Every vote counts.
It’s what we told our friends, neighbors, and anyone who would listen throughout the 2020 election season, encouraging them to cast a ballot in order to secure a better future.
The race for the White House might be over, but there are state and local elections every year that touch our lives. Every vote still counts and it’s up to us to make sure that we ensure every citizen has access to the ballot box.
Building our democracy back better is not just on Congress or President Biden; our state government plays a critical role in managing our elections and voter access. Unfortunately, there are still far too many racist barriers to voting across the country, including here in New York State.
That’s why we are members of the Let NY Vote coalition alongside Common Cause NY, the Brennan Center for Justice, Citizen Action NY, Demos, NYCLU, VOCAL-NY, and others to fight for democracy reform and voting rights in New York State — and this year, we’re working to permanently re-enfranchise the formerly incarcerated.

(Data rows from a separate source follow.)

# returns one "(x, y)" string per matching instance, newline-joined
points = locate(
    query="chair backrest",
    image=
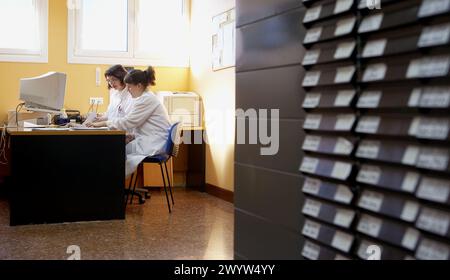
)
(174, 140)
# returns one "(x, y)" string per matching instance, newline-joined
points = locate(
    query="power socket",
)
(96, 101)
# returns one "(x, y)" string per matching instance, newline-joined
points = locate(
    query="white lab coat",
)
(120, 104)
(151, 125)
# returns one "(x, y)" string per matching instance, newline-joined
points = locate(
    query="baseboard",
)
(220, 193)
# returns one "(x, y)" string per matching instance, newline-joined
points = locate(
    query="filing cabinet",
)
(377, 123)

We have our work cut out for us in the Empire State. Although New York leans blue, we still have one of the lowest voter participation rates in the country, and there are still long lines and other unacceptable barriers to the ballot box for far too many New Yorkers.
For the past two years, the Stand Up America community has advocated for voting rights and campaign finance reforms in New York State. We were one of the loudest grassroots voices calling for passage of automatic voter registration, lower contribution limits, and a small-dollar donor matching program — all of which we won!
In 2021, our priorities in New York include:
- finally passing no-excuse absentee voting and same-day voter registration in New York,
- reforming the Board of Elections,
- modernizing our state’s absentee voting rules,
- passing a John R. Lewis Voting Rights Act for New York State, and
- permanently, automatically restoring voting rights to New York citizens returning home from periods of incarceration.
These reforms are vital to avoiding long lines at polling places, reducing voter confusion, eliminating unnecessary barriers to registration, and ensuring everyone has an equal opportunity to cast their ballot.
Our first fight of 2021: permanently and automatically restoring voting rights to New York citizens returning home from periods of incarceration.
Permanently restoring voting rights for 43,000 New Yorkers
Laws disenfranchising people with past convictions can be traced back to the Jim Crow era and were designed to deny voting rights to Black men. Today, these same laws continue to have a disproportionate effect on people of color. Make no mistake: Denying those formerly incarcerated the right to vote is racist voter suppression.
As it stands, the voting rights of nearly 43,000 formerly incarcerated New Yorkers — nearly three-fourths of whom are Black or Latinx — aren’t automatically restored under law, even though they’ve completed their prison sentences. They’ve returned home to raise families, go to work, and pay taxes in New York State but are still dependent on approval from Albany to exercise their right to vote. That means their voting rights could be taken away with the stroke of a pen by a future governor.
Outdated, racist voter suppression laws have no place in New York. We can’t have an elected government that represents all of us when tens of thousands of New Yorkers remain excluded from our elections.